You either love GloZell Green’s eccentric act or you side-eye it all. But a recent interview with Refinery29 is exposing a different, vulnerable side of Green that is making everyone pay attention, and is also making the colorful comedian all the more relatable.

She spoke with the publication about infertility for National Infertility Week (which was last week, from April 24-30) and explained that while she was making people laugh in front of the camera, for the last few years, she was going through a painful fertility journey behind the camera. As Green, who is married, pointed out, she decided to put her quest for motherhood on overdrive at the age of 39, and her doctors told her that it was pretty much too late for her.

“My mom told me, ‘Make sure you do everything you want to do before you have kids,'” Green told Refinery29. “So that’s what I was doing. But biologically, the body is just like, well, you should have done it. And all the doctors that I went to, except for the last one, made me feel like I was just so old. You know, ‘You should have frozen your eggs at 20.’ Well, who’s thinking about that at 20?”

But Green didn’t give up. She pursued all of her options before eventually being blessed to have a surrogate offer to help, going that route because she had endometriosis and her uterine lining was thin. (Note: She did share that the surrogate is a White woman, which some people gave her flack over. But as she put it, “when you get to that point, you don’t care. You’re just happy that someone is willing to do be [sic] your surrogate, because it’s very dangerous.”)

“I started looking into this at 39, and I’m 43, and it’s just now happening,” Green said. “The only procedure I had done was the egg retrieval, and I had that done six times. I wasn’t going to carry the child myself, so I didn’t have to do any other procedures. It took three years from talking about it, to meeting with Wendie Wilson-Miller from Gifted Journeys Surrogacy, to finding the right doctor, to doing the egg retrieval, and finding the right surrogate.”

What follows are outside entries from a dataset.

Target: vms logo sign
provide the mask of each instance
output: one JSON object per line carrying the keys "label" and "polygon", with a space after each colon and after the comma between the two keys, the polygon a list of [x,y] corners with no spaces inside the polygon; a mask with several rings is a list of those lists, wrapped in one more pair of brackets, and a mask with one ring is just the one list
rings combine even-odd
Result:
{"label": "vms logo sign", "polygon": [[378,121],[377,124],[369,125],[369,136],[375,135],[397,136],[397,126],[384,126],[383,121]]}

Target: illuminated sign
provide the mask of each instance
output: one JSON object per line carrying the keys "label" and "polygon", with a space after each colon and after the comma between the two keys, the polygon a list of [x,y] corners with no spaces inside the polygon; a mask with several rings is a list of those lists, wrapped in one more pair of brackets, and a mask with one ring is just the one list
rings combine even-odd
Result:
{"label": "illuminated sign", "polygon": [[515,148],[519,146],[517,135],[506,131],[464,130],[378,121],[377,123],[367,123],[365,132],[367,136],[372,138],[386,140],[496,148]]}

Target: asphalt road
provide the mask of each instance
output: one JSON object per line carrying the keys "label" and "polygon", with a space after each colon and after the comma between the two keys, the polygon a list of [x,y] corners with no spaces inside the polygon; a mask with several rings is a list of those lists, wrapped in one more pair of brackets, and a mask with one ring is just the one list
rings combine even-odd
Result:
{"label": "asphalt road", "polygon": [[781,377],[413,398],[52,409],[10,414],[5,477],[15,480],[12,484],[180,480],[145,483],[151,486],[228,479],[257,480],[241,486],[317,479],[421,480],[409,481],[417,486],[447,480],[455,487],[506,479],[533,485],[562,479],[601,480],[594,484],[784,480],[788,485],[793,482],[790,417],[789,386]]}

The baby, a girl, is set to be born in August, and in the meantime, Green is trying not to stress herself, or her surrogate out. She often finds herself worried when her surrogate travels, but she doesn’t want to keep the woman from doing what she wants and needs to for herself, in order for her pregnancy to be an easy and happy one.

As she waits, she’s also looking forward to hopefully having another child (“I have a few more eggs left that passed the test”) and continuing with sharing her story, so that other women know they’re not alone. And also so other women know that they shouldn’t let the ups and downs of such a painful process stop them from seeing it through.

“Don’t stop. It can get discouraging — Oh, it didn’t work or Oh, I lost the baby or I can’t do this again. You can. And when you get the kid, you’ll be happy that you did. But it’s a very painful process for a lot of people. You just have to figure out how it’s gonna get done.”